Steyer took issue with those comments in his letter to the prime minister.
"Have your government, your government's lobbyist and/or agents representing TransCanada communicated with House Republicans about including Keystone in the original litany of demands put to President Obama?" Steyer asks in the letter to Harper sent Friday.
Steyer says in the dispatch that TransCanada is launching a new advertising campaign aimed at stakeholders in Washington, D.C.
"News of this advertising campaign comes in the context of House Republicans having closed down the U.S. government as well as threatening to oppose the extension of the country's debt limit unless certain demands were met," Steyer writes.
"Included in the original list of House Republican demands was that the Obama administration grant approval for the building of the Keystone XL pipeline."
The combination of the advertising campaign and Harper's comments last week "raises the question of whether your office is working hand-in-hand with TransCanada to try to exploit the current situation in Washington, D.C., at the expense of the American people," Steyer wrote.
The Prime Minister's Office didn't respond to queries about Steyer's letter.
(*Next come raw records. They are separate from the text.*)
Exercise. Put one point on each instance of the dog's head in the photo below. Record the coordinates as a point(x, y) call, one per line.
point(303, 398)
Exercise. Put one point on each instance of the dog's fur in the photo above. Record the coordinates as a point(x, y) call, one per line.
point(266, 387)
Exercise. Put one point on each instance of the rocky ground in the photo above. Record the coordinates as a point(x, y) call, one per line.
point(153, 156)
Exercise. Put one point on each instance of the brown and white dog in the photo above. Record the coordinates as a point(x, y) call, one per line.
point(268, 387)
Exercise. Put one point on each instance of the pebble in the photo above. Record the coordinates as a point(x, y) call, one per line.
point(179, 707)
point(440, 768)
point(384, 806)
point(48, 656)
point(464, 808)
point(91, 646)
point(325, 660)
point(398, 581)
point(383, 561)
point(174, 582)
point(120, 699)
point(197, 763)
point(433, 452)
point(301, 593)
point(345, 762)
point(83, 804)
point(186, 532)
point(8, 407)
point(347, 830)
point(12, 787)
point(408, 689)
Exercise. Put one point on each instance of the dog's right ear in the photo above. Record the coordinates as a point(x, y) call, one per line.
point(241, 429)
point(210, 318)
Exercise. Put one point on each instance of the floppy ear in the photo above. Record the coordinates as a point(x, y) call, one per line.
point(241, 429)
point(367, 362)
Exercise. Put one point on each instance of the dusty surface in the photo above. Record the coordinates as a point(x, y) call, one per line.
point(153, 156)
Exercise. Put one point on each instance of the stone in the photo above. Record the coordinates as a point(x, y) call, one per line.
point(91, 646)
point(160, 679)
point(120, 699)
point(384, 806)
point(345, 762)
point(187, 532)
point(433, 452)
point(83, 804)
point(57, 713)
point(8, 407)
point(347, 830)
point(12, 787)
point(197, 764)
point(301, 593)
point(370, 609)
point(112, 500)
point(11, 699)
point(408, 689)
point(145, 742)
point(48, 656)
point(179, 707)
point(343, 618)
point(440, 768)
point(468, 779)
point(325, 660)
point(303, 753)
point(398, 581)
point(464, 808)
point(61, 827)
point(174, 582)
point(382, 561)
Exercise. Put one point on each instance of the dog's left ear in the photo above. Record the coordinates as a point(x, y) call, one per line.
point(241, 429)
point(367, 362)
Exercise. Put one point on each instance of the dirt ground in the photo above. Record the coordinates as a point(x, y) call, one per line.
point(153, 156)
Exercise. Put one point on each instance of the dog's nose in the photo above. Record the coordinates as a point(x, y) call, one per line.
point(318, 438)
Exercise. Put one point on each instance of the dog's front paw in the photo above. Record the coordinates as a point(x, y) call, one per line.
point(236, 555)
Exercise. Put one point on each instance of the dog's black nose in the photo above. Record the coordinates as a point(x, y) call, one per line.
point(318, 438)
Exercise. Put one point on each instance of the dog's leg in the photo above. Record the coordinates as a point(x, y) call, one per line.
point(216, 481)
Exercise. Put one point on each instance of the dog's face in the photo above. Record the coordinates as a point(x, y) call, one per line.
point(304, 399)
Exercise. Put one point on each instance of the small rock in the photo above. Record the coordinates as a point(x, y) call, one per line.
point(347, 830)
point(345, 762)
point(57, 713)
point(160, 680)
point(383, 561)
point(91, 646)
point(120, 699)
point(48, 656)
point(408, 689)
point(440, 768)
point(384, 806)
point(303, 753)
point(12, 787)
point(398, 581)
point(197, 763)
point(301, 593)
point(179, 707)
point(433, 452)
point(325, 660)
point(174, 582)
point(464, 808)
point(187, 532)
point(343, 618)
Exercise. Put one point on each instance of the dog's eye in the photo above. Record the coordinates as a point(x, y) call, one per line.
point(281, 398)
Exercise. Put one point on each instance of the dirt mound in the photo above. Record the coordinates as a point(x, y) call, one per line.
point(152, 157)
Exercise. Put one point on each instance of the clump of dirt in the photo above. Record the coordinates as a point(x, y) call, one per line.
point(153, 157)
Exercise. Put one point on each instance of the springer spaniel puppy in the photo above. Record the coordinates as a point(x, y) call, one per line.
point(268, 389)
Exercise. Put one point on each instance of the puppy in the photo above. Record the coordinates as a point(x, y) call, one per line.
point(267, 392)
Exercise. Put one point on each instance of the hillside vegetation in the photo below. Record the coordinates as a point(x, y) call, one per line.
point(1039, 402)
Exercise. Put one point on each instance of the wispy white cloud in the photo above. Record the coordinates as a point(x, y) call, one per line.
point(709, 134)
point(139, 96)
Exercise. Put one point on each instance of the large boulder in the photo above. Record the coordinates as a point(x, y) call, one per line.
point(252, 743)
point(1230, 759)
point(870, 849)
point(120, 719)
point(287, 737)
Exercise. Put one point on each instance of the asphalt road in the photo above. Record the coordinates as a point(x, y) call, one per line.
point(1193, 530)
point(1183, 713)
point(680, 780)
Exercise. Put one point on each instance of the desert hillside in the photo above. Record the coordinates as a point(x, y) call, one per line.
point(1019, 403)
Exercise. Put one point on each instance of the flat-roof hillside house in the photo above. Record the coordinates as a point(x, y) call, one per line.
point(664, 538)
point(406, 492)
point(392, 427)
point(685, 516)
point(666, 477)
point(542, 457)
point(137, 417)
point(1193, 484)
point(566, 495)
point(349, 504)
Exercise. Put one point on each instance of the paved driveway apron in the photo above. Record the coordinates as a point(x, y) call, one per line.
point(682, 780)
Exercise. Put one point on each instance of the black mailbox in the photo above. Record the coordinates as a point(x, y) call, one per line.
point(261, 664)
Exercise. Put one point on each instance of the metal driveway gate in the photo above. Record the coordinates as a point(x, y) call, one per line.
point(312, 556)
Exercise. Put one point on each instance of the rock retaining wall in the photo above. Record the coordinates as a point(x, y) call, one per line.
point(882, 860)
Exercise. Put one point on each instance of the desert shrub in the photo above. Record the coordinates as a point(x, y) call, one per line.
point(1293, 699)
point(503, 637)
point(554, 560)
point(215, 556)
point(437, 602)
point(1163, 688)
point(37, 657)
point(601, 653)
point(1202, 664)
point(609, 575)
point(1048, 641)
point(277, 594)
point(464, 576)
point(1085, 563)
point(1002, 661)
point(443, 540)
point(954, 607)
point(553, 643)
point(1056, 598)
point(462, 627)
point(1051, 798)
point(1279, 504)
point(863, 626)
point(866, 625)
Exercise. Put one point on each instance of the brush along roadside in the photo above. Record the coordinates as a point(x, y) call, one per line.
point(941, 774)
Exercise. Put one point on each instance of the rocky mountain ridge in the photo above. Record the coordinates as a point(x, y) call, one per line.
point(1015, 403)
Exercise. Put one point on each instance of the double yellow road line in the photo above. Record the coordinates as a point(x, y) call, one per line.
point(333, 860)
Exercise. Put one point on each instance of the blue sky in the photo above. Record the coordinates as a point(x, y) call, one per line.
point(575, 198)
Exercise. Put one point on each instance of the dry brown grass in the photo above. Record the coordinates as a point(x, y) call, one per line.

Harper is currently in Southeast Asia for an economic summit with Pacific Rim countries.
The majority of Republicans in the House of Representatives, and some Democrats, have long been staunch supporters of Keystone XL and have tried in the past to insert pipeline provisions into bigger pieces of legislation.
Privately, however, some TransCanada officials have bemoaned the strong-arm tactics of some of their Republican cheerleaders.
Just this week, TransCanada's director of the pipeline said a legislative effort by Republicans in 2012 to push Obama into approving Keystone XL unnecessarily delayed the project.
"As you recall, 2012 was an election year and politics began to weigh heavily into that process and some political manoeuvring occurred," Les Cherwenuk said in Houston at an energy roundtable.
The president "couldn't (approve the project) fundamentally, since the work had not been completed and he had no choice but to deny the permit."
In early 2012, Republicans pushed a mandate through Congress demanding Obama approve the $5.3-billion pipeline within a strict deadline. But the State Department was still assessing the project amid concerns from the state of Nebraska that Keystone XL posed risks to a crucial drinking water aquifer.
The president invited TransCanada to submit another application, one that would reroute the pipeline around the aquifer.
The pipeline has become a flashpoint for U.S. environmentalists who hold it up as a symbol of America's over-reliance on carbon-intensive fossil fuels. They argue that approving Keystone XL will encourage oilsands crude production, which emits more carbon into the atmosphere than conventional oil production.
Steyer, a former hedge fund manager who hosted Obama in his home for a Democratic fundraiser in the spring, left his firm to devote himself entirely to climate change issues. He's emerged a major thorn in the side of pipeline proponents, and recently launched a series of TV commercials maligning Keystone XL.